Update Kasus Corona DKI Jumat (25/9): 68.927 Positif, 54.352 Orang Sembuh Tim medis Puskesmas melakukan tes usap terhadap ASN di Kantor Kecamatan Matraman, Jakarta Timur, Selasa (28/7/2020). (ANTARA/HO-Kecamatan Matraman)

MerahPutih.com - Pemprov DKI Jakarta menyampaikan perkembangan terkini kasus corona, Jumat (25/9). Dengan positivity rate 10,9 persen, penambahan kasus positif perhari sebanyak 1.289 jiwa.

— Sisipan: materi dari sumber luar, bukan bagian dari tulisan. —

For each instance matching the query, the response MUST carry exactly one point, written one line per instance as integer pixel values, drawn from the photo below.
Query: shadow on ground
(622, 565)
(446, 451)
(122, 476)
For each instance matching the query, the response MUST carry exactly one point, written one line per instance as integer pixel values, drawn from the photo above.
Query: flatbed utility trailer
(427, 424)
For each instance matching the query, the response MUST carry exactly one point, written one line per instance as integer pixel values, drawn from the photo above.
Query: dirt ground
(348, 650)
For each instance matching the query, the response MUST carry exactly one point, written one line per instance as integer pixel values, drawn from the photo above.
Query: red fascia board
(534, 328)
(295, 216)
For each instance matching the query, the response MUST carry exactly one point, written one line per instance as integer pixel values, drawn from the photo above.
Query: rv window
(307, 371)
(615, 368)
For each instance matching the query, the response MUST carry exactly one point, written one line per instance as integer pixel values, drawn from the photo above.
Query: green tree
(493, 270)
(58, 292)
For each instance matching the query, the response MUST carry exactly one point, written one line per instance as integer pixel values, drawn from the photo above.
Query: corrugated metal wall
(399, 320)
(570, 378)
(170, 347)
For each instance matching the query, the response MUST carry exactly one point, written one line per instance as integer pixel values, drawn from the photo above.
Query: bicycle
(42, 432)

Kepala Bidang Pencegahan dan Pengendalian Penyakit, Dinas Kesehatan DKI Jakarta Dwi Oktavia memaparkan, pihaknya telah melakukan tes PCR sebanyak 10.834 spesimen. Dari jumlah tes tersebut, sebanyak 8.144 orang dites PCR hari ini untuk mendiagnosis kasus baru dengan hasil 894 positif dan 7.250 negatif.

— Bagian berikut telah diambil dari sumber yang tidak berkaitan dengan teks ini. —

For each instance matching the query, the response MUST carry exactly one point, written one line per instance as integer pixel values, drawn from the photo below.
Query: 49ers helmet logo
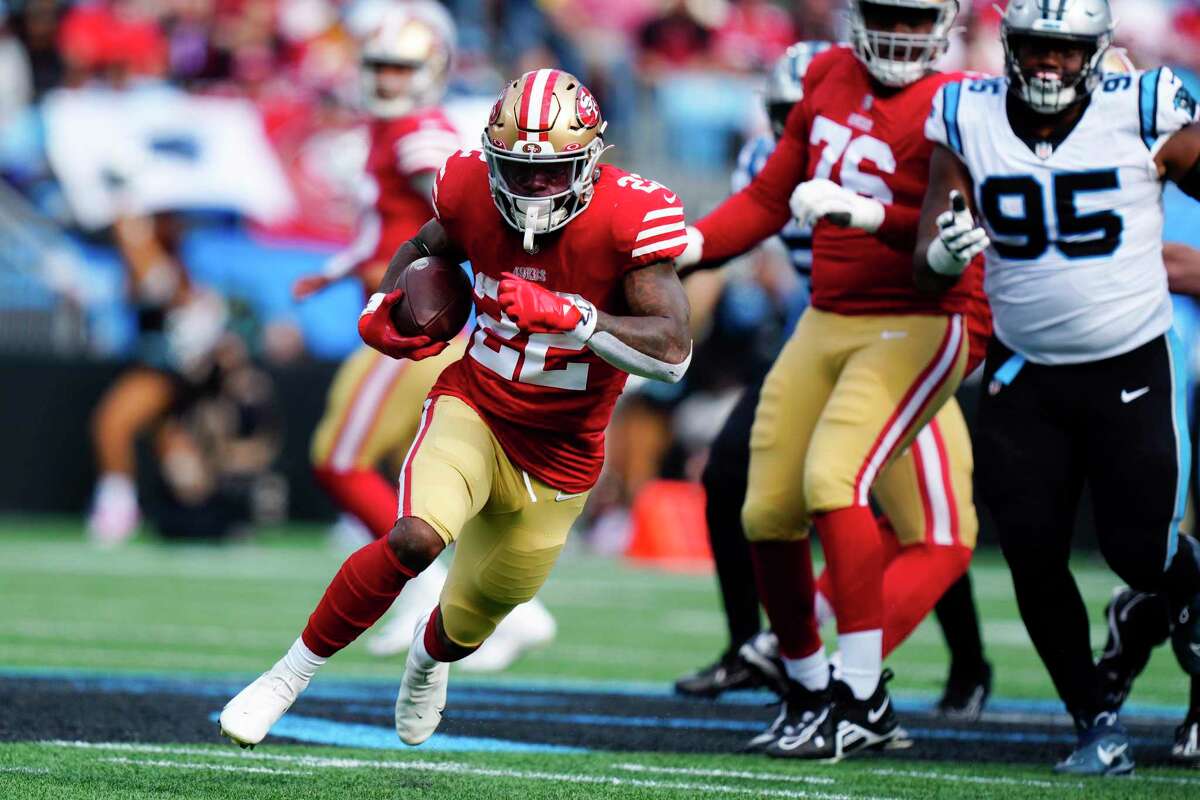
(586, 108)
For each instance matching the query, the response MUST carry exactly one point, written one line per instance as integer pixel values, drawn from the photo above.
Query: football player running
(1065, 168)
(925, 549)
(870, 364)
(375, 402)
(574, 290)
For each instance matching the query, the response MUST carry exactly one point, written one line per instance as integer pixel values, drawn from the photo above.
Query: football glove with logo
(959, 239)
(537, 310)
(378, 331)
(823, 199)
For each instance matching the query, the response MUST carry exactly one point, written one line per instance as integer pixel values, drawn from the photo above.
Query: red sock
(913, 583)
(359, 594)
(891, 546)
(855, 560)
(364, 493)
(784, 575)
(433, 644)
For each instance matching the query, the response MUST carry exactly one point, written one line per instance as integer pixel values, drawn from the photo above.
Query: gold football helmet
(900, 59)
(411, 40)
(543, 143)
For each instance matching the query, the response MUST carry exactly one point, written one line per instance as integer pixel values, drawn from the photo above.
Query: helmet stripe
(532, 102)
(546, 97)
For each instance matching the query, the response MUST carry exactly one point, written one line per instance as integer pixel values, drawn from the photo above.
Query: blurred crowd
(295, 64)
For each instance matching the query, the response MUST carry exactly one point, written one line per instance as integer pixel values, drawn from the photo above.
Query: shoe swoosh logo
(1110, 753)
(1131, 396)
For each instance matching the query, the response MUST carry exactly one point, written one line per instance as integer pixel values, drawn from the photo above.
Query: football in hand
(437, 299)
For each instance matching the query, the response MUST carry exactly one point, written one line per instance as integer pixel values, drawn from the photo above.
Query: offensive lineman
(751, 659)
(375, 402)
(871, 361)
(1065, 167)
(574, 290)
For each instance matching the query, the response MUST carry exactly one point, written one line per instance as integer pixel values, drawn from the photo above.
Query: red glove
(537, 310)
(376, 329)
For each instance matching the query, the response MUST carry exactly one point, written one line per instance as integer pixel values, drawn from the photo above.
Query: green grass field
(232, 611)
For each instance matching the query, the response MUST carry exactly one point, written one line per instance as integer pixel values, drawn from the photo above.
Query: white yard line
(199, 765)
(738, 774)
(455, 768)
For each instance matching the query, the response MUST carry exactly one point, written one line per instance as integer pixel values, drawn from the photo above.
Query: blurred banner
(155, 149)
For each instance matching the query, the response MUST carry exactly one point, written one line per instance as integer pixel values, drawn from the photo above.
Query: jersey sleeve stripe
(1149, 107)
(675, 211)
(649, 233)
(659, 245)
(951, 115)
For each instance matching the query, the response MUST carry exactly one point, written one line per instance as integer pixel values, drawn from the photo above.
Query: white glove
(693, 251)
(959, 239)
(823, 199)
(193, 329)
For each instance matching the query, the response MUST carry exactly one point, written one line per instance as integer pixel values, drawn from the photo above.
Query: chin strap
(531, 227)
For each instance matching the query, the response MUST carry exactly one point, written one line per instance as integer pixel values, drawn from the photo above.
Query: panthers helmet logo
(586, 108)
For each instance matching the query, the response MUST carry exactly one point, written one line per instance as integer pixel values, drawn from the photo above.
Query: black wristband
(415, 241)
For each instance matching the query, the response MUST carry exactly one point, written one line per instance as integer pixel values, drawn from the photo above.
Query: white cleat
(114, 515)
(423, 692)
(414, 603)
(251, 714)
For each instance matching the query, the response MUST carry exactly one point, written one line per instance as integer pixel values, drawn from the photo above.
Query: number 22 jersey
(546, 400)
(1075, 269)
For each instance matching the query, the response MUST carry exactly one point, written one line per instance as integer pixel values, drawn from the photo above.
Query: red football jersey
(547, 401)
(871, 143)
(402, 149)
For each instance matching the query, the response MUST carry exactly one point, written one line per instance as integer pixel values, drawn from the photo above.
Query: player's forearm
(658, 337)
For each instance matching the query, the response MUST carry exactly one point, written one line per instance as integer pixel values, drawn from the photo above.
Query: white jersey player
(1063, 166)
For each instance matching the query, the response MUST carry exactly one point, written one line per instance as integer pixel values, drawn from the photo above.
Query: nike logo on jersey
(1131, 396)
(877, 714)
(1109, 753)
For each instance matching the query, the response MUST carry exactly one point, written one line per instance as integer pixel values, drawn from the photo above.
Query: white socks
(810, 672)
(862, 661)
(303, 661)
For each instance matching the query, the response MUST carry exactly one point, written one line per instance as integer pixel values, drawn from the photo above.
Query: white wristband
(943, 262)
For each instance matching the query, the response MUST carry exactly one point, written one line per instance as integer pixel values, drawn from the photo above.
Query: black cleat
(1138, 623)
(726, 674)
(1187, 740)
(761, 654)
(846, 727)
(966, 692)
(798, 710)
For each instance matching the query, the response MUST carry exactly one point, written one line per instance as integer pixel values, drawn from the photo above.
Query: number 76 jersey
(1075, 269)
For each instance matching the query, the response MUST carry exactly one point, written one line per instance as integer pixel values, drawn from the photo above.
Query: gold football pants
(845, 398)
(507, 525)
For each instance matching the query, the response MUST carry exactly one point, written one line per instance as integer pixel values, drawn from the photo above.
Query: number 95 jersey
(1075, 269)
(546, 400)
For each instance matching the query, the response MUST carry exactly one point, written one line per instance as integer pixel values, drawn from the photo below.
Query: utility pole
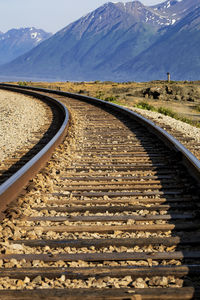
(168, 77)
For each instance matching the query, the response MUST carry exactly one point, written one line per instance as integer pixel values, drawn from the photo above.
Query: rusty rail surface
(11, 188)
(189, 160)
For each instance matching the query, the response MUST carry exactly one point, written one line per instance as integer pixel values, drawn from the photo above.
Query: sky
(50, 15)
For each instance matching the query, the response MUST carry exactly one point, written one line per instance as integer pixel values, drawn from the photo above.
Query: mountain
(177, 52)
(118, 41)
(174, 10)
(16, 42)
(93, 45)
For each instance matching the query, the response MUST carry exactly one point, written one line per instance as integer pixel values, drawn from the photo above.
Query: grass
(197, 108)
(167, 112)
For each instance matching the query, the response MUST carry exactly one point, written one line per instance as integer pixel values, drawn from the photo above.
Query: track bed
(114, 215)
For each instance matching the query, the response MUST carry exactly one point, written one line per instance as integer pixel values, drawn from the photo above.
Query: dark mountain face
(118, 41)
(174, 9)
(94, 44)
(177, 52)
(16, 42)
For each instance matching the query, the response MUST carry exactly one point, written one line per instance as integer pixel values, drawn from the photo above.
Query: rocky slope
(16, 42)
(119, 41)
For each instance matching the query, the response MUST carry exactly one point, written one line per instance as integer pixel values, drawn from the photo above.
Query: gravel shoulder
(20, 117)
(178, 128)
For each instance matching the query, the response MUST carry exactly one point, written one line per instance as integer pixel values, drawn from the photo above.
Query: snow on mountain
(16, 42)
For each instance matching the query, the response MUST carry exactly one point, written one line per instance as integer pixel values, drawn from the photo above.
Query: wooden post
(168, 77)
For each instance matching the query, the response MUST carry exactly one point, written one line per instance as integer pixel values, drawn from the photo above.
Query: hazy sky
(50, 15)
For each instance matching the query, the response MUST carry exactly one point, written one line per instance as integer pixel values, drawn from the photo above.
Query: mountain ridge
(117, 41)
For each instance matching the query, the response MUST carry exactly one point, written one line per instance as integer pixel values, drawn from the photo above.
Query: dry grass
(128, 94)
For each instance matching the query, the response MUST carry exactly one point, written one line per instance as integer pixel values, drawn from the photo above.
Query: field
(180, 98)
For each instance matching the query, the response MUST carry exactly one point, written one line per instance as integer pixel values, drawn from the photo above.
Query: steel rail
(12, 187)
(183, 154)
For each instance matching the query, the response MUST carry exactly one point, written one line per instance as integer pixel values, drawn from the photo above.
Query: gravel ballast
(186, 129)
(20, 117)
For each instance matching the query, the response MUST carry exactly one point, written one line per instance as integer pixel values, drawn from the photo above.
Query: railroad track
(114, 215)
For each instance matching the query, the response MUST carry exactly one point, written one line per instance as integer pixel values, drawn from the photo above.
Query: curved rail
(189, 160)
(12, 187)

"Namun, total penambahan kasus positif sebanyak 1.289 kasus, lantaran terdapat akumulasi data sebanyak 395 kasus dari 14 hari sebelumnya dari 1 laboratorium yang baru dilaporkan," kata Dwi di Jakarta, Jumat (25/9).

Baca Juga:

Rekor Tertinggi, Kasus Harian COVID-19 Tambah 4.823 Orang

Test rate PCR total per 1 juta penduduk sebanyak 82.926. Jumlah orang yang dites PCR sepekan terakhir sebanyak 69.543.

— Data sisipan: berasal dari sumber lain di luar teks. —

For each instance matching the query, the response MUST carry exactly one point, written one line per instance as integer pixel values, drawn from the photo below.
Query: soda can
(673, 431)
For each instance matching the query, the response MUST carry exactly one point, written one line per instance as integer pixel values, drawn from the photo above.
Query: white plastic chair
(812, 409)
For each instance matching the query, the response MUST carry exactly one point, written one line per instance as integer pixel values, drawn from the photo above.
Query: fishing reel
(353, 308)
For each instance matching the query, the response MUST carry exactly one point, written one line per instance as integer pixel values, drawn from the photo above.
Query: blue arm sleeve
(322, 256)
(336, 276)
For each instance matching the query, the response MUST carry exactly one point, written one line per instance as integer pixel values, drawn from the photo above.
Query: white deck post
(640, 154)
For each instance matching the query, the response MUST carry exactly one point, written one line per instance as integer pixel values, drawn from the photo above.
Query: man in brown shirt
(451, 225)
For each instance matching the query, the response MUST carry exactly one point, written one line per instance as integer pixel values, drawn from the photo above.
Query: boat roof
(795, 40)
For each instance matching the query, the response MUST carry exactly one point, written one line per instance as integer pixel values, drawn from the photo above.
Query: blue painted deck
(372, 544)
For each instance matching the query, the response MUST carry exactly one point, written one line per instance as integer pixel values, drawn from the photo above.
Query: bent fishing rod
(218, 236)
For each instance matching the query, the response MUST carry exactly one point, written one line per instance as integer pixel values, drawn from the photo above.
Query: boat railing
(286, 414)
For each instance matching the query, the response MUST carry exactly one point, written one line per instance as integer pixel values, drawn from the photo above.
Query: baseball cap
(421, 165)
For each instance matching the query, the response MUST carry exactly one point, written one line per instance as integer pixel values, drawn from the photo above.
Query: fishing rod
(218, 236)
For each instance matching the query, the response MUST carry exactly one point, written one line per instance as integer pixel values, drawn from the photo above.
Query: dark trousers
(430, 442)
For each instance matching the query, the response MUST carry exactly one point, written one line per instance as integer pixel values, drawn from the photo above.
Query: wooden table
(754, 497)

Adapun jumlah kasus aktif di Jakarta sampai saat ini sebanyak 12.898 orang yang masih dirawat atau isolasi mandiri.

Tenaga medis beraktivitas di halaman tower lima Rumah Sakit Darurat Penanganan COVID-19 Wisma Atlet Kemayoran. ANTARA FOTO/Ariella Annasya/gp/foc.
Tenaga medis beraktivitas di halaman tower lima Rumah Sakit Darurat Penanganan COVID-19 Wisma Atlet Kemayoran. ANTARA FOTO/Ariella Annasya/gp/foc.

Untuk jumlah kasus konfirmasi secara total di Jakarta sampai hari ini sebanyak 68.927 kasus. Dari jumlah total kasus tersebut, total orang dinyatakan telah sembuh sebanyak 54.352 dengan tingkat kesembuhan 78,9 persen, dan total 1.677 orang meninggal dunia dengan tingkat kematian 2,4 persen.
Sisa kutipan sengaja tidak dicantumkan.